Carlos Ulanovsky tiene una larga y prestigiosa carrera como periodista, pero en vez de apoltronarse en ella decidió abordar nuevos desafíos en el campo de la escritura. Acaba de publicar su segunda novela, Nada más aburrido que ver filmar (Grupo Editorial Sur).
El personaje principal de su última obra de ficción es un reconocido director de cine, Pablo Bernard, quien en plena dictadura sufre las consecuencias de la falta de libertad expresión. Le cuesta aceptar que en ese momento su carrera es puesta en jaque por el oscuro y rencoroso censor Vicente Godoy. Desde el Departamento de Imágenes e Impresos de la Coordinadora de Fuerzas Militares, Godoy, como todo mediocre, aprovecha su poder para descargar sus resentimientos y frustraciones en quienes alcanzaron lo que él no pudo lograr. Finalmente Pablo no tiene más remedio que aceptar lo inaceptable: que integra la lista negra de los directores prohibidos.
Parte entonces al exilio –una experiencia común a muchos argentinos entre los que se cuenta el propio Ulanovsky– y recala en un pequeño pueblo de Uruguay donde debe reinventarse. Lo acompañan en esta instancia, además de varios amigos, su pareja, la actriz Elizabeth Randolph, y su compañero del alma, Fellini, su perro.
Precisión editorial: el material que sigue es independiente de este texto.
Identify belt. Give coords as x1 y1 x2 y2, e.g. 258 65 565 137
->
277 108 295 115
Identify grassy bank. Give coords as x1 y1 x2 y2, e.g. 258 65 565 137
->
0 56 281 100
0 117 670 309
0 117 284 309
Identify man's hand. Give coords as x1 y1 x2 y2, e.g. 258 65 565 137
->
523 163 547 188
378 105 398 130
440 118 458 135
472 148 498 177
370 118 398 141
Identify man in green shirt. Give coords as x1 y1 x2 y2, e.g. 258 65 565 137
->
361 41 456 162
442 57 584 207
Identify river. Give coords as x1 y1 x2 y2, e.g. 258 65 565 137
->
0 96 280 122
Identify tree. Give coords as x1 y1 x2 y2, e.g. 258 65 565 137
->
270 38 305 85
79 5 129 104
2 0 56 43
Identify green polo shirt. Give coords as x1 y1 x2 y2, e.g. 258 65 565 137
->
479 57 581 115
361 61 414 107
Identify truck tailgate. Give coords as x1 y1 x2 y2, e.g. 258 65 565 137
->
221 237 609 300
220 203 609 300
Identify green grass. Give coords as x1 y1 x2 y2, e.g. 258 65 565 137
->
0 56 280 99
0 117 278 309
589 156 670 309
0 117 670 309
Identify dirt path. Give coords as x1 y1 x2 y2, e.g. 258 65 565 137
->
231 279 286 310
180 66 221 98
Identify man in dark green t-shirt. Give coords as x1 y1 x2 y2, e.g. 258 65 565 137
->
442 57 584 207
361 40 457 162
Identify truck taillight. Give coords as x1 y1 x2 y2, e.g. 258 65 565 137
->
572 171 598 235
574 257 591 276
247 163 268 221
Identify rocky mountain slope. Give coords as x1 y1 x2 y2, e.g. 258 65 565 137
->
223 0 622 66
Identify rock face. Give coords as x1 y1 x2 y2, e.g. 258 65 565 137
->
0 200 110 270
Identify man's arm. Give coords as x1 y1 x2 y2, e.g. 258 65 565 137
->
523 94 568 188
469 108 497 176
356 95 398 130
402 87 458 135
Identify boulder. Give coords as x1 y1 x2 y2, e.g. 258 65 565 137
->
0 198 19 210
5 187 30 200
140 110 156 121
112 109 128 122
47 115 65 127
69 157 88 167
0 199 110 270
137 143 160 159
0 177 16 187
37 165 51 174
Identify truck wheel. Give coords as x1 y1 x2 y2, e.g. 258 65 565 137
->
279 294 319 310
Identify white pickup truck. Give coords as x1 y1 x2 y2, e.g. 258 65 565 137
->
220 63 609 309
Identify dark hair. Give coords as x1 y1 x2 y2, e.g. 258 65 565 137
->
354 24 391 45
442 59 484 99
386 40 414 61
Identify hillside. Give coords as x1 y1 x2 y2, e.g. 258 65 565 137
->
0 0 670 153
Acostumbrado a la precisión que le impuso a su carrera periodística, el autor confiesa que pese a haberse animado a la libertad que le da la ficción, no puede dejar de lado su costado obsesivo. Antes de la entrevista con Tiempo Argentino, volvió a leer la novela temeroso de haber olvidado algún detalle sobre el que no pudiera responder.
–¿Cómo nació esta novela?
–La tenía en la cabeza desde hacía muchos años. Es una novela que tuvo tres reescrituras en cada una de las cuales lo que hice, en realidad, fue sacarle cosas. Viví parte del ’74 y todo el ’75 en México medio escapado de lo que ocurría acá. Con la perspicacia política que siempre me caracterizó, volví en enero del ’76 (risas). En abril del ’77 me volví a ir, ya con una estadía afuera mucho más larga. En el ’76 Andrés Cascioli volvió a reunir una cantidad de gente que había trabajado, como yo, en Satiricón: Jorge Guinzburg, Carlos Abrevaya, Alejandro Dolina, Carlos Trillo… para hacer una revista de espectáculos que llamó Perdón. La revista fue un fracaso estrepitoso aunque no era mala, pero la gente estaba pensando en otra cosa. En esa revista hice varias notas de filmación. Le hice nota a Sergio Renán que estaba terminando de filmar Alrededor de la jaula, sobre el libro de Haroldo Conti. También le hice nota a David Kohon que estaba filmando Qué es el otoño y a Torre Nilsson por Piedra Libre.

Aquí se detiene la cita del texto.